You can add superior FPU and strong encryption hardware to any architecture...

No you implement those features within the specifications of the IA, tied with a good design you will then get superior FPU and encryption performance.
 
Itanium is also scalable. For example, they built supercomputer 7000 Itanium 2

This is CLUSTER. You can "scale" any CPU this way.

To make that point a bit more clear the Itanium scales linearly as you add additional CPU's unlike x86 and most RISC processors. There is an exception such as the K8 for instance. It scales very well but is currently stuck at 8 way setups (correct me if I am wrong).
 
Netburst or Core are in IA32 (x86 family), Itanium is IA64 (EPIC). Itanium was slow for adaption in early 2004 and before. Since then, Itanium start gaining ground. HP CEO (Mark Hurd)commited 3B for Intel to develop next gen Itanium. Failure or success depend where you look at it. As long Itanium volume keep growing from quarter to the next quarter, I consider it is a success
 
Itanium is also scalable. For example, they built supercomputer 7000 Itanium 2 for Livermoore lab within 6 months.

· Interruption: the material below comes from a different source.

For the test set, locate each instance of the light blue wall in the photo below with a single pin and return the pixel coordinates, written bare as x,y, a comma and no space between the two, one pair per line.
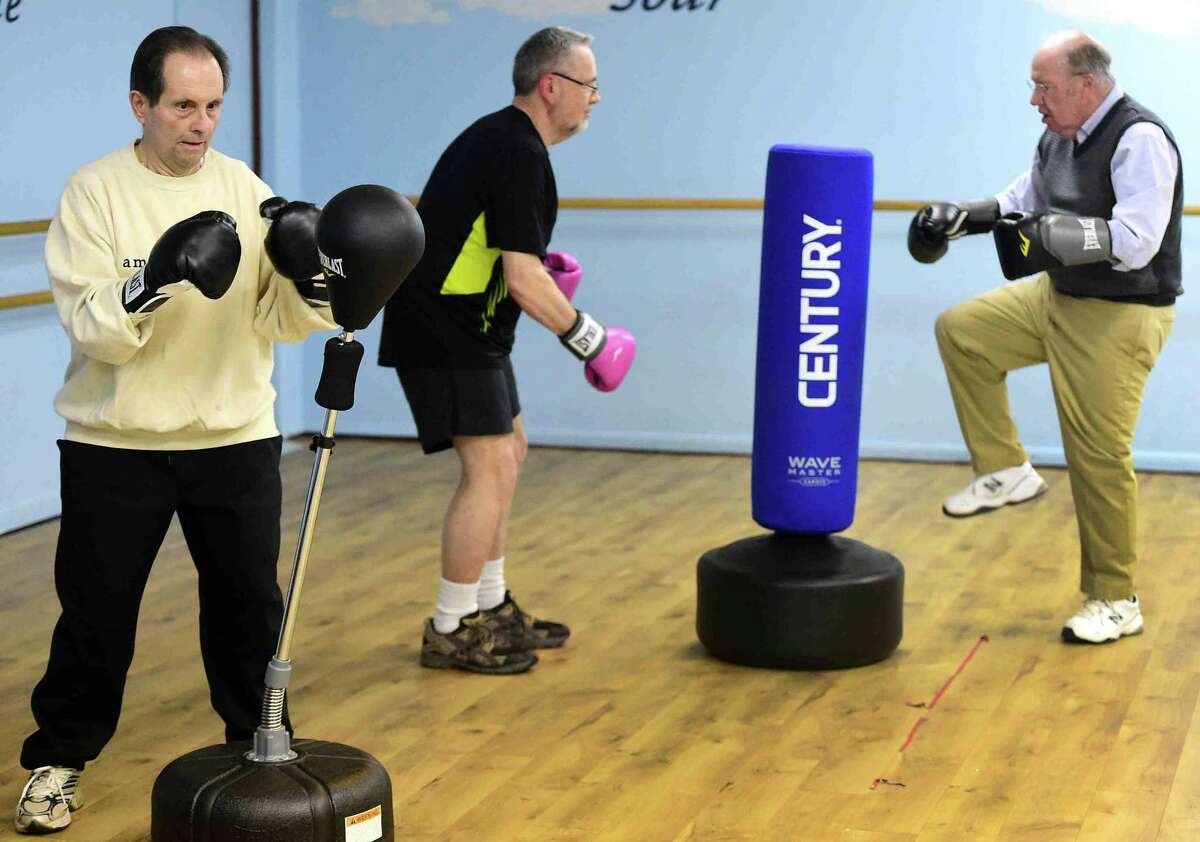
691,103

Bring Itanium to desktop will not be a viable option where x86 apps has been dominated. Itanium purpose to compete other backend servers: PowerPC, PA-RISc and SUN server

REalistically speaking today's Itanium processors are the world's fastest. And it's not by a small margin either. Just one of the Montecito cores running at 1.6GHz can sustain about 8GFlops/s on average peaking much higher.

Now These processos are of a Dual Core Madison design (that's what Montecito is). So 16GFlops/s per processor in a 4-way system means 64GFlops/s (but usually averages about 50GFlops/s). To compare, an IBM PowerPC 5 4-way configuration clocked at 1.9GHz barely reaches 34GFlops/s.

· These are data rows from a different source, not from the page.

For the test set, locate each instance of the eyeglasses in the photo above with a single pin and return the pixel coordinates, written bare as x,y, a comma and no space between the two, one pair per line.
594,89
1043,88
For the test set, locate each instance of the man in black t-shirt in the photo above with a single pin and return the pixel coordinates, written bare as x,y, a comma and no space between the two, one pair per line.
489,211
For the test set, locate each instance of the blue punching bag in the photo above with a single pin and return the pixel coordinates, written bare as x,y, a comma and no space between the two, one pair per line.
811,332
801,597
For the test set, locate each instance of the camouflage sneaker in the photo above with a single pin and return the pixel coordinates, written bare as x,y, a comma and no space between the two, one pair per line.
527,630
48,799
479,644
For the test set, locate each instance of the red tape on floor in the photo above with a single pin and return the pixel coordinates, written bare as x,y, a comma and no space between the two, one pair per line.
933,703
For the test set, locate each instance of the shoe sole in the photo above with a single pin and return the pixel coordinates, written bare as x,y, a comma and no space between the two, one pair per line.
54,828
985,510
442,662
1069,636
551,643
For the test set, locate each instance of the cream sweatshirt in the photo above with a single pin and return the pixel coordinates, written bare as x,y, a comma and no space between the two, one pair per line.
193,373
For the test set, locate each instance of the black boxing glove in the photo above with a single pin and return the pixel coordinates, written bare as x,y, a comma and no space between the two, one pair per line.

So realistically speaking, Itanium has no competitors.. it's pretty much the lone standing Uber HighEnd processor.
 
(BTW, this is the comparison I would like to see - 2-core Itanium 2 vs Woodcrest in back end server tasks. I believe Woodcrest would win despite being laid on 1/3 of die size .

Itanium 2 9000 series:
core logic — 57M, or 28.5M per core
core caches — 106.5M
24 MB L3 cache — 1550M
bus logic & I/O — 6.7M

Xeon 5100 series:
core logic — 43M, or 21.5M per core
core caches —248M
L3 cache — NA
bus logic & I/O — unknown

Die size is irrelevant they add more cache to the Itanium because of its implementation.

In-order design requires those large caches because any miss causes complete pipeline stall. OOO is capable of hiding some miss latencies, so the cache size is less critical.